The plain view doctrine may not, however, be used to launch unbridled searches and indiscriminate seizures
nor to extend a general exploratory search made solely to find evidence of defendants guilt. The plain view
doctrine is usually applied where a police officer is not searching for evidence against the accused, but
nonetheless inadvertently comes across an incriminating object. x x x Furthermore, the U.S. Supreme Court
stated the following limitations on the application of the doctrine.

What the plain view cases have in common is that the police officer in each of them had a prior justification for
an intrusion in the course of which he came inadvertently across a piece of evidence incriminating the accused.
The doctrine serves to supplement the prior justification - whether it be a warrant for another object, hot
pursuit, search incident to lawful arrest, or some other legitimate reason for being present unconnected with a
search directed against the accused - and permits the warrantless seizure. Of course, the extension of the
original justification is legitimate only where it is immediately apparent to the police that they have evidence
before them; the plain view doctrine may not be used to extend a general exploratory search from one object
to another until something incriminating at last emerges.

In the case at bar, appellants were arrested in Room 504 of the Las Palmas Hotel. The piece of paper
bearing Leangsiris name was obtained through a warrantless search of Room 413 of the same hotel, and
found tucked within the pages of appellant Amidus telephone and address book. Clearly, the warrantless
search is illegal and the piece of paper bearing Leangsiris name cannot be admitted as evidence against
appellants. The inadmissibility of this evidence will not, however, exculpate appellants. Its exclusion does
not destroy the prosecutions case against appellants. The remaining evidence still established their guilt
beyond reasonable doubt.
4. NO. The trial court did not gravely abuse its discretion in denying appellants motion for
new trial.
The Court find appellants first argument in moving for a new trial as baseless. As discussed above,
the purported errors and irregularities committed in the course of the trial against the substantive rights of
appellants do not exist.
Newly discovered evidence, in order to warrant a new trial, must meet three requirements, viz: (1) it
must have been discovered after trial; (2) it could not have been discovered and produced at the trial despite
reasonable diligence; and (3) if presented, it would probably alter the results of the action.

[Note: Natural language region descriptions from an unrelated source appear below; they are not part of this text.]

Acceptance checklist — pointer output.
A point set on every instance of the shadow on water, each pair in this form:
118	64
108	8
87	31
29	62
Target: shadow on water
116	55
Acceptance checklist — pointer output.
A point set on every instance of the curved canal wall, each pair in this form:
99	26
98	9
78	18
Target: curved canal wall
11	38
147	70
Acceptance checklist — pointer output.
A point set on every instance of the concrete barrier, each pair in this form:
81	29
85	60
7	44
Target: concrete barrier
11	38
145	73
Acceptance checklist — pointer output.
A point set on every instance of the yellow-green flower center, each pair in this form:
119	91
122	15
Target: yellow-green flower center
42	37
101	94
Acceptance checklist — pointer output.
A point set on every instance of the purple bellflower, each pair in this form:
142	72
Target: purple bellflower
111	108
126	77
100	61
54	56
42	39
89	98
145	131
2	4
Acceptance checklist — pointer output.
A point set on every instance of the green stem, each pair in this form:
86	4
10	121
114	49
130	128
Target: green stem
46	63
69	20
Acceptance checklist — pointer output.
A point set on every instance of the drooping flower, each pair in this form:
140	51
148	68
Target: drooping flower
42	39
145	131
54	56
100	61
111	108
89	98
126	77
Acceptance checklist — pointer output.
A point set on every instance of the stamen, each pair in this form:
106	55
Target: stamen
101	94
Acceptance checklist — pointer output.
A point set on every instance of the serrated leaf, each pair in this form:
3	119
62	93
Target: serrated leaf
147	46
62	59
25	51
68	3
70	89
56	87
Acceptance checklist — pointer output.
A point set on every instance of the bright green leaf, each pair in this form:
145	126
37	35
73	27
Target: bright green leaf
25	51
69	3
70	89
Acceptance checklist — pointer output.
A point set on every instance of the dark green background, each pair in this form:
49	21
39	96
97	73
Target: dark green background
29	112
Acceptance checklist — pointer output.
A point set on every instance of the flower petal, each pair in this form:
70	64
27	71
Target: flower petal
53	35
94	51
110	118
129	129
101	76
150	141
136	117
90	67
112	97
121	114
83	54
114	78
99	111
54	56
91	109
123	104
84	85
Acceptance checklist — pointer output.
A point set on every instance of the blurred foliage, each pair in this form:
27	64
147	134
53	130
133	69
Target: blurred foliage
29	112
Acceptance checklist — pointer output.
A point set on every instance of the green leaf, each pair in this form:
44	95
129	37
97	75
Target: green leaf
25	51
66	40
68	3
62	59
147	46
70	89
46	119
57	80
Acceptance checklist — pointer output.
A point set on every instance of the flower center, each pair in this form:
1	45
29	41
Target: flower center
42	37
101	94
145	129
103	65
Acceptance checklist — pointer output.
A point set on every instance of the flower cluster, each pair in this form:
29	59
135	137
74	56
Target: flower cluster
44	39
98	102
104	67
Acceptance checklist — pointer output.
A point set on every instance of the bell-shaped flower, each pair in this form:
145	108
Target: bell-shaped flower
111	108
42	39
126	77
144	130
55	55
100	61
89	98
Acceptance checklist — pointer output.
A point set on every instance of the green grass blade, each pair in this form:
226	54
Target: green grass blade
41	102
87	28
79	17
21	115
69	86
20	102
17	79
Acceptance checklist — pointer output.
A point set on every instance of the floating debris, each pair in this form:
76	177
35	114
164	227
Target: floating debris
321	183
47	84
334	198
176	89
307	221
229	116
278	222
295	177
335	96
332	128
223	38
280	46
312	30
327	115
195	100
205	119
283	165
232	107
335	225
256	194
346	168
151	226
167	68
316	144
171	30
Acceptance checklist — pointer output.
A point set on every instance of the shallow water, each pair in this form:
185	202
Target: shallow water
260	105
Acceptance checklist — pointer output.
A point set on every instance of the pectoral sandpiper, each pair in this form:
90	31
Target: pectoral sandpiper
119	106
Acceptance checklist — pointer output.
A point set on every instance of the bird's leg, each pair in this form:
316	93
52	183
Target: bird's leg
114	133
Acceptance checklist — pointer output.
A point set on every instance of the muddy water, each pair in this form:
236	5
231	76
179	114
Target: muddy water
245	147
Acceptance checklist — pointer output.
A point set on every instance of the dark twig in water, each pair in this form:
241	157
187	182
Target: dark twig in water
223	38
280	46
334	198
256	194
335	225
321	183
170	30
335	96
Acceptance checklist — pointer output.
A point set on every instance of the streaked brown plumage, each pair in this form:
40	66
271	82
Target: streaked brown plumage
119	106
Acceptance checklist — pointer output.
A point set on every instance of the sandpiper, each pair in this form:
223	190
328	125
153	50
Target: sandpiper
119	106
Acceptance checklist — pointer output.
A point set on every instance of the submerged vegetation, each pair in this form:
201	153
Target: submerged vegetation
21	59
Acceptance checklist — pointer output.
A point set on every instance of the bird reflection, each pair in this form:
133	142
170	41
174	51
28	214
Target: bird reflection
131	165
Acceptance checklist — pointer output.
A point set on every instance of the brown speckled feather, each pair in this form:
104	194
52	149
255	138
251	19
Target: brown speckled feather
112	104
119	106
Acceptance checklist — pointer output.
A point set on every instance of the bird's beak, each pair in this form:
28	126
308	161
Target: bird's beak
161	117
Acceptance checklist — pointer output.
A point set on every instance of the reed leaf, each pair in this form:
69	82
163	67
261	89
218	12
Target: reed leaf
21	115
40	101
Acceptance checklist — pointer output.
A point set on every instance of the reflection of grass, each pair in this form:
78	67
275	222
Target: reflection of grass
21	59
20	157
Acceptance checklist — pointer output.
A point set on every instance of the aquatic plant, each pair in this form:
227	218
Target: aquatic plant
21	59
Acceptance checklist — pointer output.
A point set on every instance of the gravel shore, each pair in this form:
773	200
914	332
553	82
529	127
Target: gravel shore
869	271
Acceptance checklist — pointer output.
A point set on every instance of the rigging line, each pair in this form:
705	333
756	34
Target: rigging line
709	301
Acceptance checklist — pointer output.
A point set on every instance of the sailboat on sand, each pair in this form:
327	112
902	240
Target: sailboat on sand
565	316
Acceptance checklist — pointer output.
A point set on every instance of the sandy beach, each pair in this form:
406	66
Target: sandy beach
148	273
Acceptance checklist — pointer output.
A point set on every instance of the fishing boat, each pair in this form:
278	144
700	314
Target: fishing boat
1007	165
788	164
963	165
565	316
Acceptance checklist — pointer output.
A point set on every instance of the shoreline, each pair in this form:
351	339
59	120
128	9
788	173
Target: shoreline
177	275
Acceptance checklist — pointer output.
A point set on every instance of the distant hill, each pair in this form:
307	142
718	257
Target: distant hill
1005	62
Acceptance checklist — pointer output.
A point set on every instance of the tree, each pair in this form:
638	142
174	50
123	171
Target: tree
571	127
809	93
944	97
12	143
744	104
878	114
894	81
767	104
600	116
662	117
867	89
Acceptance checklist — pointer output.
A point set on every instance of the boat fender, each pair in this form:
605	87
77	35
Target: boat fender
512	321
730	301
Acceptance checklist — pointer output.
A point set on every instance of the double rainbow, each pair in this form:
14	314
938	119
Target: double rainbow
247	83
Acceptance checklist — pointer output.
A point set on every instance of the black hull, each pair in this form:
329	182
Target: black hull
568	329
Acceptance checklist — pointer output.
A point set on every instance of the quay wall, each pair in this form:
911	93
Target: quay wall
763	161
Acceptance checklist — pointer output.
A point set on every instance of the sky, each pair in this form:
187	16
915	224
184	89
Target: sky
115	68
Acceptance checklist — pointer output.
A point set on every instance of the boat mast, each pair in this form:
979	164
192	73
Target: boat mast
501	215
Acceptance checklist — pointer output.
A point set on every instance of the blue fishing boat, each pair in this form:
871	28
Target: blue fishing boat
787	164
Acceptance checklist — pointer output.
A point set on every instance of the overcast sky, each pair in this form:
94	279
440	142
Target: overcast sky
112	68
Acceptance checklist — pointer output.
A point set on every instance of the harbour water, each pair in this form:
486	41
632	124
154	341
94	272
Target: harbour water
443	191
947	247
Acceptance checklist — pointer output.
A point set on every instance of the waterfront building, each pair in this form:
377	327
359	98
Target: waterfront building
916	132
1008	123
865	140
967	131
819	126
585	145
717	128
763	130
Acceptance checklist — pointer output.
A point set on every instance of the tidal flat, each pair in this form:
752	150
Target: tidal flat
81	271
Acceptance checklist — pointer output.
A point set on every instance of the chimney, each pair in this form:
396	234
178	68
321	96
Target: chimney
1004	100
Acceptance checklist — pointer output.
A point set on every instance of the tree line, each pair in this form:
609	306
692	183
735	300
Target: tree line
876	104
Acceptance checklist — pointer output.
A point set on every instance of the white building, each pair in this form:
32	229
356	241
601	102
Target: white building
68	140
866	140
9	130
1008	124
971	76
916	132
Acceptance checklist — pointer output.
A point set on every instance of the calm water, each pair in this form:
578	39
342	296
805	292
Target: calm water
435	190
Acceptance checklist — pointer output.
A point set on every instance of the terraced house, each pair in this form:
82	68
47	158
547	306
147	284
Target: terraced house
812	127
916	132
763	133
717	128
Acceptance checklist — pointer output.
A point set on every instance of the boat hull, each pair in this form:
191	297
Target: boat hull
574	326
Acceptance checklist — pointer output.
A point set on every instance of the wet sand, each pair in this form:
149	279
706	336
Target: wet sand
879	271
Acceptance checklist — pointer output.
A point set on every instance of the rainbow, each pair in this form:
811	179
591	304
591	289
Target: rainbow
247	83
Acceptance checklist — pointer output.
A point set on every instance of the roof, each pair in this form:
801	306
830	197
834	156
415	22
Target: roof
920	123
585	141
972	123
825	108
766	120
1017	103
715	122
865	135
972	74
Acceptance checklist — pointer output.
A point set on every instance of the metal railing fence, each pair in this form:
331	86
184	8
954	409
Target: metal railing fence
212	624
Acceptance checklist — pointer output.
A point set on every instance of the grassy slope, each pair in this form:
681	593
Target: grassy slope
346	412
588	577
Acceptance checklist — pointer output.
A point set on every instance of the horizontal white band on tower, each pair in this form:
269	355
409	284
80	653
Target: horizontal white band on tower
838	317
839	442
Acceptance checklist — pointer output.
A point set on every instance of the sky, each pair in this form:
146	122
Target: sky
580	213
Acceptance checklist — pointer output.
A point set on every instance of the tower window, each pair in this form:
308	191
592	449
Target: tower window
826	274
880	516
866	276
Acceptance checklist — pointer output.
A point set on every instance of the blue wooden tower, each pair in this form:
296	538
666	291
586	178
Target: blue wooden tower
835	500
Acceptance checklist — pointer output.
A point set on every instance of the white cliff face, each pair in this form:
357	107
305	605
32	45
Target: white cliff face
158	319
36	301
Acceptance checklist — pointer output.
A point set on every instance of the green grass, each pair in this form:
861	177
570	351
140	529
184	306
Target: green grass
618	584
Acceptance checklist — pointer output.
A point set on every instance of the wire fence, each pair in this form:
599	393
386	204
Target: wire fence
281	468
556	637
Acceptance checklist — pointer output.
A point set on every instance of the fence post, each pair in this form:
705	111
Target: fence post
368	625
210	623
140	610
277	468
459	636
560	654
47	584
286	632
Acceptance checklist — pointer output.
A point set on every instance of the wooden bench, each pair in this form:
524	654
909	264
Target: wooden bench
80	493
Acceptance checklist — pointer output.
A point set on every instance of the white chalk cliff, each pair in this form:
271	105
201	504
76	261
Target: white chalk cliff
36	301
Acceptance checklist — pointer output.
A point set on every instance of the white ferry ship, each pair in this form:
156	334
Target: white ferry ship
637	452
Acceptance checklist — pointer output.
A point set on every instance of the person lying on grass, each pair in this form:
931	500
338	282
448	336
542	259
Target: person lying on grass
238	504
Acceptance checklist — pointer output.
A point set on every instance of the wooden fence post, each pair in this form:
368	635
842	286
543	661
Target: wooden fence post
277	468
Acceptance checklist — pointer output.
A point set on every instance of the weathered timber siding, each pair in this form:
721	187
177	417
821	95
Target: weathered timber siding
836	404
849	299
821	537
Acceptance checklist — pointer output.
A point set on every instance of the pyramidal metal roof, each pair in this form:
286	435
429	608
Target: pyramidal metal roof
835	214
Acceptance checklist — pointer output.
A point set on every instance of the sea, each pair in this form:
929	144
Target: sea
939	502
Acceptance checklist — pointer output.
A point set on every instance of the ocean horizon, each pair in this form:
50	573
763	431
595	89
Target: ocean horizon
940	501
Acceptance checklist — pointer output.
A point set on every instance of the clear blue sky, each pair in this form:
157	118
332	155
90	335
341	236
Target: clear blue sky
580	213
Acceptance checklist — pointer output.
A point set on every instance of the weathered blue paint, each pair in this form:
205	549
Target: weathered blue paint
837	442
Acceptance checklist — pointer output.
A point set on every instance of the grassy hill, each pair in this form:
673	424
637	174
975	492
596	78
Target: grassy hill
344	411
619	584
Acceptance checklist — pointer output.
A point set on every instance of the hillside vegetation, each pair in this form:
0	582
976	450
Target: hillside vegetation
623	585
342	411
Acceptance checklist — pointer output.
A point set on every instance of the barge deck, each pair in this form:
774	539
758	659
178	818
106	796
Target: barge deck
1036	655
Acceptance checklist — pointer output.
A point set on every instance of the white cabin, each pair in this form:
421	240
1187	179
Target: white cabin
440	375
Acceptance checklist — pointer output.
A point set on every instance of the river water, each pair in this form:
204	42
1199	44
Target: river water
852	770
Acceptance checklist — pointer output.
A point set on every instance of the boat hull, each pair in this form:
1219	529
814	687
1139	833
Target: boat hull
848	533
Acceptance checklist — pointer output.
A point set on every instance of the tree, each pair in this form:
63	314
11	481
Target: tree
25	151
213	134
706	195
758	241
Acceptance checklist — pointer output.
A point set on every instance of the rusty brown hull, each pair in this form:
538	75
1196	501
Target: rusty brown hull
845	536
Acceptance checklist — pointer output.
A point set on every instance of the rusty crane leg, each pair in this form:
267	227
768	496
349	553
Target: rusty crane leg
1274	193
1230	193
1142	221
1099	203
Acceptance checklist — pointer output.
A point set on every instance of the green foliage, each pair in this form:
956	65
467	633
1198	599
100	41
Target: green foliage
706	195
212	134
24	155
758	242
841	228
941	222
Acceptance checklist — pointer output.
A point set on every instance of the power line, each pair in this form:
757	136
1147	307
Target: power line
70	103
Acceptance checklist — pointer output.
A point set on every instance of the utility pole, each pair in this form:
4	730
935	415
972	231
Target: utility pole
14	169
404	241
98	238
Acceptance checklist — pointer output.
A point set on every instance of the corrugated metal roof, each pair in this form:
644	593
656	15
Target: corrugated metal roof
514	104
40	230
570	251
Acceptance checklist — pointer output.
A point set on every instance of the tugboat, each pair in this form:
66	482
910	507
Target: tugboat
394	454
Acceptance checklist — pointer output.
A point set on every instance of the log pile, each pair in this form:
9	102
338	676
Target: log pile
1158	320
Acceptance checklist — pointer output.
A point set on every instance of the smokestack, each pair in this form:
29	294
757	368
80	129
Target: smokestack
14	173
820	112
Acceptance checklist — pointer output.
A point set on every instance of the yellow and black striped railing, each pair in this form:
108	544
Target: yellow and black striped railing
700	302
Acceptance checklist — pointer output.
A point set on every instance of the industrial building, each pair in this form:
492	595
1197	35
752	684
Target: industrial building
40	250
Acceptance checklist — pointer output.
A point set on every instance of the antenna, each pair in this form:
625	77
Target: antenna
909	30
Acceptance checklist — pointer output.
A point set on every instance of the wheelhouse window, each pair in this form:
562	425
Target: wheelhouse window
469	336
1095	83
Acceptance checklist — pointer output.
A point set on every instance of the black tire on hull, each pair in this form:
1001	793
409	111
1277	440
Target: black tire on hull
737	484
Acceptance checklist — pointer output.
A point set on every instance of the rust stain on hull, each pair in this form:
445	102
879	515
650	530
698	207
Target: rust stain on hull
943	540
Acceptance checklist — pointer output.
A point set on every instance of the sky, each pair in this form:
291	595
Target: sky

In the case at bar, appellants were unable to prove that, even with the use of reasonable diligence,
they could not have obtained Camerinos testimony during the trial. On the contrary, as correctly noted by
the trial court, Camerino was identified in open court by appellant Bhola on July 26, 1993.
Furthermore, it is unlikely that Camerinos prospective testimony would acquit appellants. Firstly, her
affidavit embodies a narration of events almost identical to that presented by appellants. As has been
discussed earlier, the defense version of what occurred on the evening of March 31, 1993 is incredible and
difficult to believe. Secondly, Camerinos claim that she was a member of the team that arrested appellants
is belied by the testimony of prosecution witness Samala.
IN VIEW WHEREOF, the Decision, dated August 31, 1993, and the Order, dated October 11, 1993,
of the RTC of Manila, Branch 47, in Criminal Case No. 93-118913 are AFFIRMED. Costs against appellants.